Gov. George R. Ariyoshi
Governor of Hawai‘i, 1974 to 1986
Aloha everyone . . .
Before I say very much, I want to express my appreciation to all of the veterans who served and made it possible for a younger person like me to be able to move after you, and I thank you very much for that opportunity.
I saw another MIS veteran, Rev. [Yoshiaki] Fujitani, and I want him to know that on that December 7th morning at 7 o’clock, I was at the YBA (Young Buddhist Association), playing ping pong, and I did not know that there was an attack taking place. We heard a lot of extraordinary shells going off, but we all thought that the Army was practicing much heavier on that particular day.
I did not get home until 10:30 that morning and I did not know that there was that going on. I met my mother, who was very concerned about my safety, not having come back sooner. She was well-prepared with a bag for each of my family — a bag with food, water, canned food and other things, just in case we had to evacuate. And that was the first time I learned, about 10:30, about the attack on Pearl Harbor.

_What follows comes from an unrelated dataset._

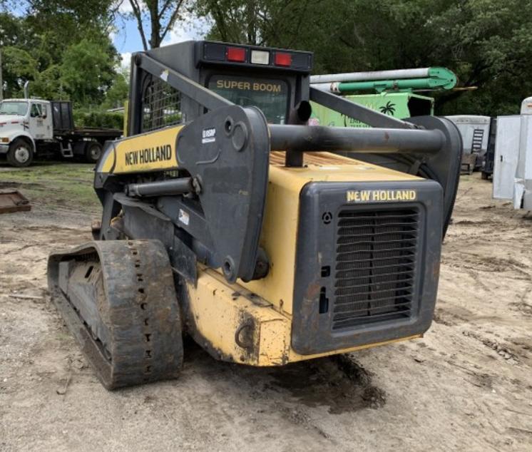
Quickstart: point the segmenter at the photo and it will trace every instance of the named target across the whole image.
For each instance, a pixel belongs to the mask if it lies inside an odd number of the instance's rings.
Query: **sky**
[[[123,68],[129,66],[133,52],[143,50],[137,21],[133,18],[127,17],[127,14],[131,11],[129,1],[124,0],[120,7],[120,11],[123,14],[117,18],[115,30],[111,34],[111,40],[116,50],[122,56]],[[200,39],[208,31],[209,28],[207,19],[198,19],[185,14],[184,20],[176,22],[173,29],[166,35],[162,45],[168,46],[190,39]]]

I was a sophomore in high school at that time and my life in high school changed very drastically. On December 7th, all civilian [privileges] were taken away. The military took over completely and we had general orders every morning, telling us what they had to do in the community. One of those that had a great impact on us was curfew. Curfew was 6 o’clock and we had to be off the streets. My curfew was 5 o’clock, because my mother did not want me to miss the 6 o’clock and get in trouble. And because of that curfew, we also could not take part in sports activities that others of our generation could take part in. I tell my children that during my whole high school years, I never went out at night. I spent every night at home with my family. And I learned a lot about my father’s and mother’s Japanese values, which stayed with me and helped me.
We saw, during my high school years, many AJAs being called to volunteer. And they volunteered for the MIS, volunteered for the 442. As Gov. Ige told you earlier, the 100th Battalion had preceded all these groups. We heard about the casualties and I remember the first AJA casualty when I was in high school, [Shigeo] Joe Takata, who was a brilliant ball player for the Asahi baseball team, and many others followed after that.
We decided to fight the battle of the plantation — the weeds and the grass that grew on the plantation. Every month, we went out to the plantation to fight the weeds and the grass. We also felt that we had some responsibility to participate by trying to sell war bonds and they tell me many years later, that McKinley High School had sold enough war bonds to buy an aircraft.